# Sterbai fry



## ianiwane (May 6, 2005)

I took these pictures or Marc's Sterbai fry. Let me know what you guys think.


----------



## lildark185 (Jul 7, 2006)

The pictures look very good. Do you use a tripod to keep the camera steady? What kind of camera is it?


----------



## ianiwane (May 6, 2005)

No tripod used on these shots. I am using a Nikon D70 w/ a Tamron 90mm 2.8 macro and a Nikon sb-600 flash.


----------



## BSS (May 2, 2006)

Ah, sterbai...my favorite cory's :clap2: ! Congrats to the tank owner. Did he do anything special or did they just happen? I've got 6 (or is it 5?) in my slighly over-stocked 46g. I also have riccia. Is that all I need ? Would love to try to breed them some day, though now isn't the best of times for me to delve into something new.

Go, sterbai's!
Brian.


----------



## bristles (Mar 7, 2006)

Great photos of the corys & the pearling plants, always thought breeding corys would be fun. What is the plant they are sitting on, java fern?


----------



## ianiwane (May 6, 2005)

He did not do anything special. Marc did take the eggs out of the tank before they hatched though.
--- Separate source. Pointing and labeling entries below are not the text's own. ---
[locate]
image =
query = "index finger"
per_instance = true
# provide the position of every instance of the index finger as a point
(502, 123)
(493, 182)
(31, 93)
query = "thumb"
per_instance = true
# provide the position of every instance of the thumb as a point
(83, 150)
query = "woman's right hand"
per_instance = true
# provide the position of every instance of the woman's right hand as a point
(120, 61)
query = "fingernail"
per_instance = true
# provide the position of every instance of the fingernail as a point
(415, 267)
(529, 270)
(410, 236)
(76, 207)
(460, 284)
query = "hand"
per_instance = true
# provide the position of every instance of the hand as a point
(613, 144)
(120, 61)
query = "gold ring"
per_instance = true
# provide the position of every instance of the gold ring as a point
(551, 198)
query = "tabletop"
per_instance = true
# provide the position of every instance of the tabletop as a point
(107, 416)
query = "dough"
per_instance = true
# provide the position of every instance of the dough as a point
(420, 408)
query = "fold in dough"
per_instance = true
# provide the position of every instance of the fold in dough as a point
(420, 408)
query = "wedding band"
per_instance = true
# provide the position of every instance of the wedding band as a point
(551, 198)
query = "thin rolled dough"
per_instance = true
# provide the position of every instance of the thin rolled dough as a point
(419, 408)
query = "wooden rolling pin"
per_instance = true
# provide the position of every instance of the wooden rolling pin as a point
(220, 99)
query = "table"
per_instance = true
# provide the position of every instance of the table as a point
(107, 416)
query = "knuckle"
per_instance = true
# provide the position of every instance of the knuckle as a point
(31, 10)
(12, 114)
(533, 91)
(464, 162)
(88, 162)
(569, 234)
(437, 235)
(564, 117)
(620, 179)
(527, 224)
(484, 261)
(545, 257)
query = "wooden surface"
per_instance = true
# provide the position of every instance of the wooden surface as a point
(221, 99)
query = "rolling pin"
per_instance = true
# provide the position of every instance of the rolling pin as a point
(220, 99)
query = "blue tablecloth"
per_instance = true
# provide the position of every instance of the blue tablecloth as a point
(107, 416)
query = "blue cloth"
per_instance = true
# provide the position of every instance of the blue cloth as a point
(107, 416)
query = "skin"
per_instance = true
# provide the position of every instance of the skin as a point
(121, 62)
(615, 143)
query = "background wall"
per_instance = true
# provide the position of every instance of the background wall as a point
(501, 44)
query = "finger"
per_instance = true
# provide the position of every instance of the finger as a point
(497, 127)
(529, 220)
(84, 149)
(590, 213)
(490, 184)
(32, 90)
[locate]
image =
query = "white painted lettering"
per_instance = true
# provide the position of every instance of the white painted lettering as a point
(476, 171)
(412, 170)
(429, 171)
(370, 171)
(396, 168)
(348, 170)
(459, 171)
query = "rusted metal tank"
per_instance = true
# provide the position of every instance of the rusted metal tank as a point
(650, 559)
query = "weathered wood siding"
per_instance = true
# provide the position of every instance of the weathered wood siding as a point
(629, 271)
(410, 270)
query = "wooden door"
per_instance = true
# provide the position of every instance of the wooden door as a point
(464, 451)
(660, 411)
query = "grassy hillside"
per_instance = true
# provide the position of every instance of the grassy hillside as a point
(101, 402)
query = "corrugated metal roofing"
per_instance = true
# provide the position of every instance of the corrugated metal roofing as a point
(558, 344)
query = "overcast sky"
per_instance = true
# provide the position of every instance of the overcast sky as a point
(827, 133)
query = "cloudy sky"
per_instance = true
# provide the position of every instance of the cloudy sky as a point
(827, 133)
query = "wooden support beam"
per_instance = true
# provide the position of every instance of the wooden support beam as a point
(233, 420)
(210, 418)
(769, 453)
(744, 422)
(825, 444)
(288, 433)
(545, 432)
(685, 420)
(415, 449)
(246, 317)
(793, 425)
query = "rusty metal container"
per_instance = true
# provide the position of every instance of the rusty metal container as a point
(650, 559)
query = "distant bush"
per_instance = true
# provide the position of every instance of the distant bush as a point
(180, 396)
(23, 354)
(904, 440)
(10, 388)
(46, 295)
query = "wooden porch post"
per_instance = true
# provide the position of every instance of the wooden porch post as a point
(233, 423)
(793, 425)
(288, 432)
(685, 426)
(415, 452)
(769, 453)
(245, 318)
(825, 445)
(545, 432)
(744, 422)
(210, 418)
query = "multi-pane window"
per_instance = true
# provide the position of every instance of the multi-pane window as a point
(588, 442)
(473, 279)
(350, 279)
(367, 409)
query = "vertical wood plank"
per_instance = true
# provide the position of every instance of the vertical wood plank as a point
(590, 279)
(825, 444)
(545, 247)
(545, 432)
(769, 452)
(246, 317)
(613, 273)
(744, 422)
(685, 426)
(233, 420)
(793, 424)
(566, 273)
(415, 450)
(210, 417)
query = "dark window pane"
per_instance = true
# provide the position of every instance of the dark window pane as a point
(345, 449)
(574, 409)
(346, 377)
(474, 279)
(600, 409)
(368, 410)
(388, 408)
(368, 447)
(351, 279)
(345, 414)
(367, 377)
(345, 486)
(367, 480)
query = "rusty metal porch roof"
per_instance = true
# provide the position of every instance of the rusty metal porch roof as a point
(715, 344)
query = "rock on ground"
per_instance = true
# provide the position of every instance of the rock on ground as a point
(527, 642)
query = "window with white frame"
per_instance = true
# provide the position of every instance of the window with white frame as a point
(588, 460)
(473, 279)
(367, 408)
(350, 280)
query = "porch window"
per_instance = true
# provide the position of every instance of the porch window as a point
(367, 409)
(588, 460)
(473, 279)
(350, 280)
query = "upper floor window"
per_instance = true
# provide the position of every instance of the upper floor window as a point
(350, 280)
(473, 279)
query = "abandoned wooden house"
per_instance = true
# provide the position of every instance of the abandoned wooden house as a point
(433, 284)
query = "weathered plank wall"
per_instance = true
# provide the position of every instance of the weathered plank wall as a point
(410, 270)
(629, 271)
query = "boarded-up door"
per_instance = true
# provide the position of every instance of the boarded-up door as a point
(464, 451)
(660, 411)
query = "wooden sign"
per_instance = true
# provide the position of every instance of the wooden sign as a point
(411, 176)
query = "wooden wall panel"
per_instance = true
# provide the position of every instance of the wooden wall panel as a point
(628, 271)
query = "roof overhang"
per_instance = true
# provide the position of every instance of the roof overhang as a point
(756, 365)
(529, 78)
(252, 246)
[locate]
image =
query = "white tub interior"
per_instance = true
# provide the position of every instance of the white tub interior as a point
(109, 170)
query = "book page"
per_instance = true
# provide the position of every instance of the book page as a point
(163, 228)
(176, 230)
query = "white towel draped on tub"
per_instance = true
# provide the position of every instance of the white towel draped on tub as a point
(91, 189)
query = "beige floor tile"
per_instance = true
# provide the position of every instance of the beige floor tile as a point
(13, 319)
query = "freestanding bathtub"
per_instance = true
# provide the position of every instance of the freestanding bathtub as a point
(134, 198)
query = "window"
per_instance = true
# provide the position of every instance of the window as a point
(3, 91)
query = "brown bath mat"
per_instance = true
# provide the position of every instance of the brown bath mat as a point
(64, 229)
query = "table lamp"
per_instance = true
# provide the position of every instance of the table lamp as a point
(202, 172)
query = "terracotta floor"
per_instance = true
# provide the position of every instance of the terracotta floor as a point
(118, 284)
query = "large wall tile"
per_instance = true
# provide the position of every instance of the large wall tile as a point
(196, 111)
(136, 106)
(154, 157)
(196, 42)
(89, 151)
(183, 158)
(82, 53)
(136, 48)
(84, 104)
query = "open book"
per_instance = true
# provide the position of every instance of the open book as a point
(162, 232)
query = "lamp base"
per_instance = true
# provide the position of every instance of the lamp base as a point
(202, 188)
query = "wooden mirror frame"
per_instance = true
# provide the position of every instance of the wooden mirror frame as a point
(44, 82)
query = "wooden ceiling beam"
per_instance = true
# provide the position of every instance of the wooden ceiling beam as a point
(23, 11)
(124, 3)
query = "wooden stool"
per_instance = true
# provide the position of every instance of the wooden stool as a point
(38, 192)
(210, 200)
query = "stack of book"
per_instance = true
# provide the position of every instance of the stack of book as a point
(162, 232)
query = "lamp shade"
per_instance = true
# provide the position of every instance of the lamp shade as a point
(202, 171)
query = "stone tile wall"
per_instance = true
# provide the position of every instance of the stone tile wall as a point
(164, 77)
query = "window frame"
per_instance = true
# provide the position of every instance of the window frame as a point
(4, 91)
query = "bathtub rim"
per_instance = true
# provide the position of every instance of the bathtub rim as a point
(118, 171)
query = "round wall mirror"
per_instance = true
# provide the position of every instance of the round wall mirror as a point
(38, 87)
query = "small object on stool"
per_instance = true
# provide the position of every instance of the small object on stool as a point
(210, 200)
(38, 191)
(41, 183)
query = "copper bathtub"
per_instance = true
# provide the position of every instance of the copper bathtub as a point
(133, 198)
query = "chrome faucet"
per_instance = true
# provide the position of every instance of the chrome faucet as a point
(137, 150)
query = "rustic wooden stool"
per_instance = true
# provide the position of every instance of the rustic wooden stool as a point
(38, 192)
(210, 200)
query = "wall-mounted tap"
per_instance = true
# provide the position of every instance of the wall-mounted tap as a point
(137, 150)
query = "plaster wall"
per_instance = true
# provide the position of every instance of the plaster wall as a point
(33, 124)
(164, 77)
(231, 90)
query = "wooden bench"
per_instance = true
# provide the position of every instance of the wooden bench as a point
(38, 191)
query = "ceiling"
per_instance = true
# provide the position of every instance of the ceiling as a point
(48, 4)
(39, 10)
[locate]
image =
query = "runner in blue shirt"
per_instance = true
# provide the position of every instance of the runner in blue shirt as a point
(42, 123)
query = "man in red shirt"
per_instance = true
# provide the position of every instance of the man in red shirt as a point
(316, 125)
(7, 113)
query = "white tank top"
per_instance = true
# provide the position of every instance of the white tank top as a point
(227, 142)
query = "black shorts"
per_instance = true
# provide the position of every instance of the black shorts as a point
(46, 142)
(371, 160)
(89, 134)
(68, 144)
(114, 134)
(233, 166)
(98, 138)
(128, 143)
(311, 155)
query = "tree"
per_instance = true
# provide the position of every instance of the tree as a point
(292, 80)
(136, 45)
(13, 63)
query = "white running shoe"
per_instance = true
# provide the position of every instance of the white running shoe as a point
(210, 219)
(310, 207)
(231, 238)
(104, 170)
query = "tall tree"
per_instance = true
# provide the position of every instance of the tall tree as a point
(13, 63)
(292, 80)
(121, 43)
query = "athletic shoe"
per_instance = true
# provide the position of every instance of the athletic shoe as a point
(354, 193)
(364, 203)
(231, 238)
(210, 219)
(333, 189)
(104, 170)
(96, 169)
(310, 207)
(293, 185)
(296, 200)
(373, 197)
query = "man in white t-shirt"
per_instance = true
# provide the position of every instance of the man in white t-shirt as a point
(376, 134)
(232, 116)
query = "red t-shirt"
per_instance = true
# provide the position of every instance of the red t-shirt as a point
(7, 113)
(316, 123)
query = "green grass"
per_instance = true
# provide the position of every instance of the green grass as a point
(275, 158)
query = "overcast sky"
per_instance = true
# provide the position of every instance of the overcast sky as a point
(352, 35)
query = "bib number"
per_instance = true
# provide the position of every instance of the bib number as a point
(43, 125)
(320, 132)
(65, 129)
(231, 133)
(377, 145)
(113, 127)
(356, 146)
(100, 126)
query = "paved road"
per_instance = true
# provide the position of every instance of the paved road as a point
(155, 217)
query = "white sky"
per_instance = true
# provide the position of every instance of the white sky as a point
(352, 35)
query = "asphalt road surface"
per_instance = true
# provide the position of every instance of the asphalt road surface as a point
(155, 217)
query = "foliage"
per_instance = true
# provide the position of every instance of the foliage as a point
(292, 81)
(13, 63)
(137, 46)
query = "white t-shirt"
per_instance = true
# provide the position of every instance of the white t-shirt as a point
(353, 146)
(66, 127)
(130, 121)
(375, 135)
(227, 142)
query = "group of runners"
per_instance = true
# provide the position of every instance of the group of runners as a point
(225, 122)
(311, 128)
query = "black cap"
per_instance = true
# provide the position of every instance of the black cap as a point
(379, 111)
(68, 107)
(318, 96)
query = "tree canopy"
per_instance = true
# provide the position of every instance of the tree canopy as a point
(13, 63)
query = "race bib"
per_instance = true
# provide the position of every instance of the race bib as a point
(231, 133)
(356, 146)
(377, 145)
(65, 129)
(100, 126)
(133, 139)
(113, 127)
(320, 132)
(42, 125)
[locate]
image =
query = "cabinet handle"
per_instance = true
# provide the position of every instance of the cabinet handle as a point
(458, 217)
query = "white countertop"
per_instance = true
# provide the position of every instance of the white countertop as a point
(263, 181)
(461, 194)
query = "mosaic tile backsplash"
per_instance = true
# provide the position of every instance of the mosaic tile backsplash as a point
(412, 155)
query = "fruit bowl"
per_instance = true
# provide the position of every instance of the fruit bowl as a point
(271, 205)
Bristles, the plant they are sitting on is Riccia.


----------



## mrbelvedere138 (Jan 18, 2006)

That is so cool!

Are you going to sell them?


----------



## ianiwane (May 6, 2005)

Its not my fish, I just took the pictures. I am not sure what Marc is planning to do with them. Hopefully, my Sterbai will be breeding size soon, I have around 10 or so of them.


----------